Yaeji: What We Drew 우리가 그려왔던 review – dance music for an existential crisis

Light melodic touch … Yaeji.
Light melodic touch … Yaeji. Photograph: Dasom Hahn

Korean-American DJ and producer Yaeji – full name Kathy Yaeji Lee – is the queen of introverted club music. She broke through with her squelchy house track Raingurl in 2017, contrasting a bold bassline with deadpan vocals about her glasses fogging up in the club. On her new mixtape, her first release for XL Recordings, Lee digs even further into her interior landscape, with diaristic, spacious house music on which she sings about subjects like the difficulty of getting out of bed (on the glimmering lead single Waking Up Down). As we enter a nightclub-less era of isolation, she’s timed it eerily well: this is dance music to soundtrack – and soothe – an existential crisis.

Yaeji: What We Drew cover art
Yaeji: What We Drew cover art Photograph: Publicity image

At a slower tempo than her more well-known club tracks, this album foregrounds Lee’s vocals, and straddles a blurry line between dream pop and DIY dance music. Occasionally, it’s a sombre listen. On the cavernous In Place 그 자리 그대로, Lee’s Korean vocals drift perilously over a nightmarish rolling bass before her voice is pitch-shifted to a low, demonic drone. In the Mirror 거울 is another example of Lee using her vocal to creepy effect, as it echoes ominously over sinister bass, while The Th1ng (featuring London-based drag performance artist Victoria Sin and producer Shy One) matches philosophical spoken word with writhing, distorted electronics.

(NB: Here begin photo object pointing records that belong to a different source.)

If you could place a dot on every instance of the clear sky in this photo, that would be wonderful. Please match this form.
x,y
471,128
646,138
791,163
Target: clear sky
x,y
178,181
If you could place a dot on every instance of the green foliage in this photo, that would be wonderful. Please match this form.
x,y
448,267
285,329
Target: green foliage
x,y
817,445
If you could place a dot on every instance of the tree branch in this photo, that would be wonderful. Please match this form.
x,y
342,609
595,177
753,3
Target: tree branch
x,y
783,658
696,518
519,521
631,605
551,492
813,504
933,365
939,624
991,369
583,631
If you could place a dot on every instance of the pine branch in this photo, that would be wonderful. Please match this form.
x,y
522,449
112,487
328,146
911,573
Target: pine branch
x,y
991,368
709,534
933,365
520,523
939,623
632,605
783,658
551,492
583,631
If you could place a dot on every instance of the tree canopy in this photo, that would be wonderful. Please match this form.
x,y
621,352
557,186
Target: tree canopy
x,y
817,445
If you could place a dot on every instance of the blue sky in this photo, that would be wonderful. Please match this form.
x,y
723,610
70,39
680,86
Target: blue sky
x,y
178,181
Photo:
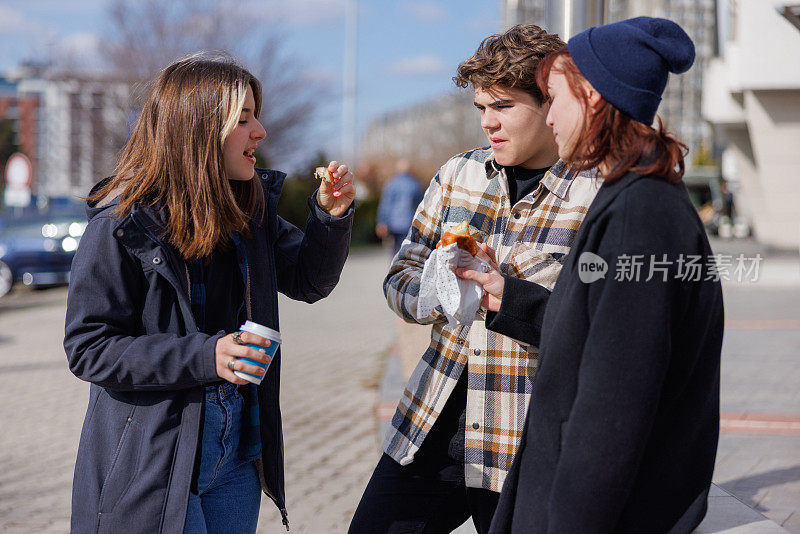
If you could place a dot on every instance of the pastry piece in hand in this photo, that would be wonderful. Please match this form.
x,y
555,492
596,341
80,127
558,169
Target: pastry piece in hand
x,y
322,173
459,235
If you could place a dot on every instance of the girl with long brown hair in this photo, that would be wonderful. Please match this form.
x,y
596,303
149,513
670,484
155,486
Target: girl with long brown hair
x,y
623,422
183,246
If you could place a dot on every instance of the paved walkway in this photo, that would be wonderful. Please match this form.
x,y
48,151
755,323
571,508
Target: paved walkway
x,y
758,460
332,353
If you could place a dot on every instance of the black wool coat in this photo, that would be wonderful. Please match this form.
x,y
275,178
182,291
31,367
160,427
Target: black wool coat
x,y
623,423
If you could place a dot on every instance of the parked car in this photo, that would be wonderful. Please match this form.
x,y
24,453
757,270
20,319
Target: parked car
x,y
38,252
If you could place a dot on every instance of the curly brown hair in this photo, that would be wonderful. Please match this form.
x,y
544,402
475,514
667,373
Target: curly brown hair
x,y
509,60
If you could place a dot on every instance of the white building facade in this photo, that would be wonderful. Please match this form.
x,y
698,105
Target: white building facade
x,y
83,123
752,98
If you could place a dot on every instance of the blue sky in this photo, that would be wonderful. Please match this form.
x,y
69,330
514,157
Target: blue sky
x,y
407,49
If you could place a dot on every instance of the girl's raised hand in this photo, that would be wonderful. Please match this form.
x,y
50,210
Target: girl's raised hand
x,y
336,197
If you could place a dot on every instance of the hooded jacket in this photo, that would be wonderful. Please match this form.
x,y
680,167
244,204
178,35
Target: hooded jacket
x,y
130,332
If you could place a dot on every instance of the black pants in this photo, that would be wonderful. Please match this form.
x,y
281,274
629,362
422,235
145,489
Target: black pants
x,y
428,495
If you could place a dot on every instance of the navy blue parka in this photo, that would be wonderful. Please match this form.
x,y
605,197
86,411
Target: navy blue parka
x,y
130,332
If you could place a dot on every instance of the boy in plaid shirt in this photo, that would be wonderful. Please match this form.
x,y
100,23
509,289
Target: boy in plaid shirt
x,y
459,421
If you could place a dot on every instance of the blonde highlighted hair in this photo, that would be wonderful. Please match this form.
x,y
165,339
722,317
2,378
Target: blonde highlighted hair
x,y
174,158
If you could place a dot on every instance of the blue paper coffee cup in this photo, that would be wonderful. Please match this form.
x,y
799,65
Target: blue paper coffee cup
x,y
275,341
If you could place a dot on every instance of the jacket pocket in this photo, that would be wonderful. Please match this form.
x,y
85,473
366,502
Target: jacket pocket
x,y
124,466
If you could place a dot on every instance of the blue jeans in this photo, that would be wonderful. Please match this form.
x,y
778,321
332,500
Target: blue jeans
x,y
228,491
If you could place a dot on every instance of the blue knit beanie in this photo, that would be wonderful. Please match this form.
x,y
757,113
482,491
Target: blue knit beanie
x,y
628,62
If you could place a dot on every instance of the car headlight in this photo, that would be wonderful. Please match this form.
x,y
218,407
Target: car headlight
x,y
69,244
76,229
49,230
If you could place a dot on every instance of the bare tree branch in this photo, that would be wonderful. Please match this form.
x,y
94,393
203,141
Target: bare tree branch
x,y
147,35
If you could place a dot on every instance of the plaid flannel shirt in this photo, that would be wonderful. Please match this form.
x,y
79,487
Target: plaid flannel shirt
x,y
530,239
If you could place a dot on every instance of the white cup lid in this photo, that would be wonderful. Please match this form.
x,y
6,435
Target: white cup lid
x,y
261,330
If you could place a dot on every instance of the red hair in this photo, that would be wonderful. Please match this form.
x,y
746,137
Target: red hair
x,y
611,136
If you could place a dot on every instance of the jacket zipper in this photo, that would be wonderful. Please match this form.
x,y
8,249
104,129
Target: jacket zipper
x,y
248,305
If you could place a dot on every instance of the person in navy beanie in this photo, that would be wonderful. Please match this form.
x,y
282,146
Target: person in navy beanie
x,y
623,423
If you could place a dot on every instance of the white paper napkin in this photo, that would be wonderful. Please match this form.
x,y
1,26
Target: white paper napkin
x,y
439,285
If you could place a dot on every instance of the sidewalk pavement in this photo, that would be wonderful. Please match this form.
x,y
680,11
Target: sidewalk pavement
x,y
332,355
757,474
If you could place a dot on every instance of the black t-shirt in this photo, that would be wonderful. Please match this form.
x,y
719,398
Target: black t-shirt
x,y
448,432
224,292
522,181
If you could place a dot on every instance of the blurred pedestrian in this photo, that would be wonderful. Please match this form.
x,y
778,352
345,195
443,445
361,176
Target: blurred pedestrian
x,y
459,421
183,245
624,419
399,200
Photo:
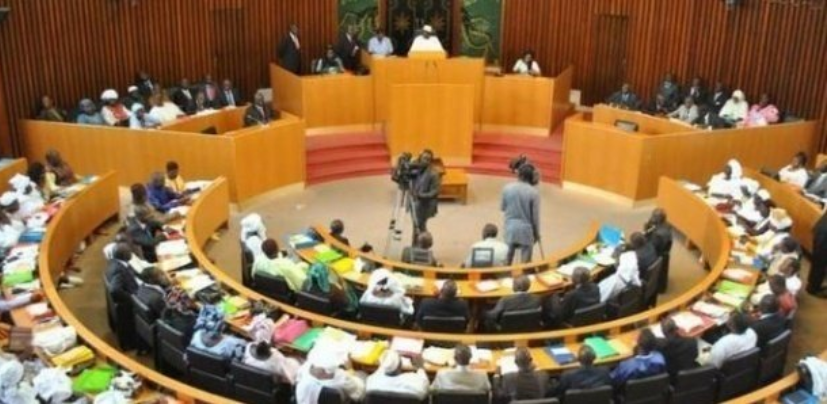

Mostly, though, Lee counterbalances her darker experiments with playfulness and hope. Her genre-fluidity creates moments of unexpected beauty, such as the improvisational jazz flutters of These Days 요즘 , and the verse from Brooklyn rapper Nappy Nina on the off-the-wall dance highlight Money Can’t Buy. Lee is at her strongest by far when balancing her bubbly, light melodic touch with more poignant elements, as she does on the synth-led closing track Never Settling Down. It’s a commitment-avoidant twentysomething’s anthem on which she sings alongside distant drum breaks: “I’m never settling down / I’m never touching ground /... Never having to admit that I swallow my feelings.” Moments of startling emotional clarity like that prove Yaeji isn’t just a club producer but a songwriter whose impact can be felt far beyond the dancefloor.